SZIP Support--Requirements and Proposals (under construction)
March, 2004
Overview
The SZIP library has been modified so that it can be compiled in two versions,
the full library, and with the encoder removed. The latter is free for all
use, the former may reuire a license for commercial use.
When disabled, an attempt to encode data returns an error. The SZIP
library includes a new function to discover if the encoder is enabled or
disabled.
The HDF libraries and tools should be modified to use this feature, and to
behave reasonably for both configurations of SZIP. This document describes
required changes to the HDF libraries and tools.
Goals
The overall goal is to be able to distribute HDF libraries and tools that
work with SZIP, whether enabled or disabled. We will distribute two versions
of the SZIP library, with and without the encoder, with corresponding license.
Ideally, the HDF libraries should automatically detect the configuration
of SZIP (i.e., whether SZIP encoding is allowed). This goal can be achieved
with a few modifications to the existing SZIP filter and HDF5 library, and
similar changes to HDF4.
In addtion, certain tools (such as h5repack and HDFview) should be modified
to gracefully inform the user in the event that they attempt to write to
a dataset that requires SZIP encoding when not available.
Goals for the HDF Libraries
The SZIP library presents a new and unprecedented case for HDF: it is a filter
that may be configured to be "one-way." In the current libraries, a filter
is either present or absent. If present, it is always applied (although
it may be silently skipped in some cases).
The SZIP library now has three configurations: absent, present read/write,
and present read-only. The fundamental goal for the changes to the library
is to handle the third case in a reasonable way, and in a way that the calling
program can understand.
In the future, there may be other filters with similar 'read-only'
configurations, so the solutions should be applicable to any filter.
Required Changes
Internal Operations
Fundamentally, when the HDF library discovers the SZIP module (e.g., HDF5
registers the SZ filter), it should probe the SZIP library to discover if
encoding is enabled.

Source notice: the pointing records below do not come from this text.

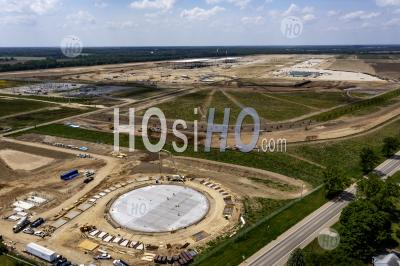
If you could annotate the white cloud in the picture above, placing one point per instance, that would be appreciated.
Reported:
(239, 3)
(153, 4)
(333, 13)
(81, 18)
(309, 17)
(121, 25)
(293, 8)
(308, 9)
(17, 20)
(388, 2)
(198, 13)
(38, 7)
(258, 20)
(100, 4)
(393, 22)
(359, 15)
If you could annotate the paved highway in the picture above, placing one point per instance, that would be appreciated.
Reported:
(389, 167)
(277, 252)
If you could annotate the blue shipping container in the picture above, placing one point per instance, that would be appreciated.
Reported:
(70, 175)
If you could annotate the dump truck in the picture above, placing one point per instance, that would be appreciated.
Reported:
(24, 222)
(41, 252)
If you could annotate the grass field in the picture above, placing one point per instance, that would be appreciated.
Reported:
(36, 118)
(395, 177)
(183, 107)
(52, 99)
(232, 251)
(274, 184)
(360, 107)
(13, 106)
(257, 208)
(320, 100)
(275, 162)
(138, 92)
(345, 153)
(271, 108)
(11, 83)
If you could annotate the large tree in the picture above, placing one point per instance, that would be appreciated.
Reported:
(335, 181)
(390, 146)
(364, 229)
(369, 160)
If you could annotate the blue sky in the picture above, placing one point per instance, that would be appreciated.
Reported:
(202, 22)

This probe is not difficult to implement, but
a completely general implementation should consider a generic interface for
all filters.
<<not sure what changes may be needed in HDF5 or HDF4>>
A new error must be defined, i.e., "filter present, but writes not allowed".
User Visible Changes
There are three user visible cases where the HDF5 library should recognize the read-only case. (HDF4 has similar cases.)
1. Create Dataset with SZIP
When SZIP is configured read-only, a request to create a dataset with SZIP
encoding should fail. In the case of HDF4, an attempt to enable SZIP encoding (SDsetcompress) should fail.

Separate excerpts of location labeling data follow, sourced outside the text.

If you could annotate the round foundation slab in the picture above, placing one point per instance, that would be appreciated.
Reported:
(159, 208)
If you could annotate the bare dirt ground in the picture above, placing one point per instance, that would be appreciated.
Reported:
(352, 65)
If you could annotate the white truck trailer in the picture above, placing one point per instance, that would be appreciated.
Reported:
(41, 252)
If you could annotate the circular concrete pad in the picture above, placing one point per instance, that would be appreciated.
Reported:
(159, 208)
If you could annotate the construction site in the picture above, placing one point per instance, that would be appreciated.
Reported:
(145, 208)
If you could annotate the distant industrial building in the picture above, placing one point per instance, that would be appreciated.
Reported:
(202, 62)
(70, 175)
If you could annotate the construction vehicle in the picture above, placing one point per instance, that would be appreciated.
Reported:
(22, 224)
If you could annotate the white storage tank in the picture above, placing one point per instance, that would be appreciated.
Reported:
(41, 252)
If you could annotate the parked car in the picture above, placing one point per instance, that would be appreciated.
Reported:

This is similar to the case where SZIP is not configured
at all, although the error should be distinguishable from "no SZIP at all".
2. Write Data to an SZIP Compressed Dataset
It is possible for data to be created by one program compressed with SZIP,
and later read by another program with the encoder disabled. In this case,
reading the data will succeed as expected, but an attempt to write back cannot
be re-compressed, i.e., the attempt to compress will fail.
In this case, the library must do one of two actions:
- Fail the write, or
- write without compression
The suggested default is to 'fail', i.e., return an error from the write
operation. Having an option to write through uncompressed could be
provided if we want.
Note: the current, unmodified behavior of the HDF5 library is to silently skip
the compression, i.e., to write the data without compression with no notification
to the caller that SZIP is disabled. This behavior does not meet the
requirements.
<<I'm not sure what the beharior of HDF4 is>>
3. Discover Whether Encoding is Enabled
The HDF library has a function to discover the settings for compression and
other filters. There needs to be a method to discover whether SZIP encoding
is enabled. This can be used by tools to behave gracefully when SZIP
is read-only, e.g., to inform the user that this dataset cannot be compressed
with this version of the library.
Note: it would be possible to attempt to write to the dataset, and receive an error if ecoding is disabled. This is not considered to be a good solution.
This goal can be met by either extending an existing API (e.g., H5Pget_filter_id, or SDgetcompress),
or by creating a new API call. Either approach is very simple.
Extending existing calls
One approach is to extend the current H5Pget_filter_id (and HDF4 SDgetcompress)
to return one additional value, indicating whether the filter is enabled
or not.
This approach has the advantage that the user makes a single call to find out "everything of interest" about the filter.
On the other hand, this changes the behavior of existing API calls (albeit
in a way that is not likely to be a problem). Also, it is mixing apples and
oranges, permanent per dataset settings mixed with per library configuration
settings.
Note, too, that the stored properties (i.e., the compression parameters)
will never change, the configuration of the library is different depending
on the linking of the library. This might cause confusion, e.g., in
a test program.
New API calls
An alternative is to create new calls to query the status of the SZIP (or other) filter.
Advantages of this approach include that existing features are not changes,
and the API reflects the actual semantics of the software (i.e., the configuration
of the filter is a library configuration issue, not a stored property of
the dataset).
The main disadvantage is the added complexity and inconvenience of an extra API call in the user code.
<<Please make suggestions or revisions to these arguments>>
<<TBD: concrete proposal>>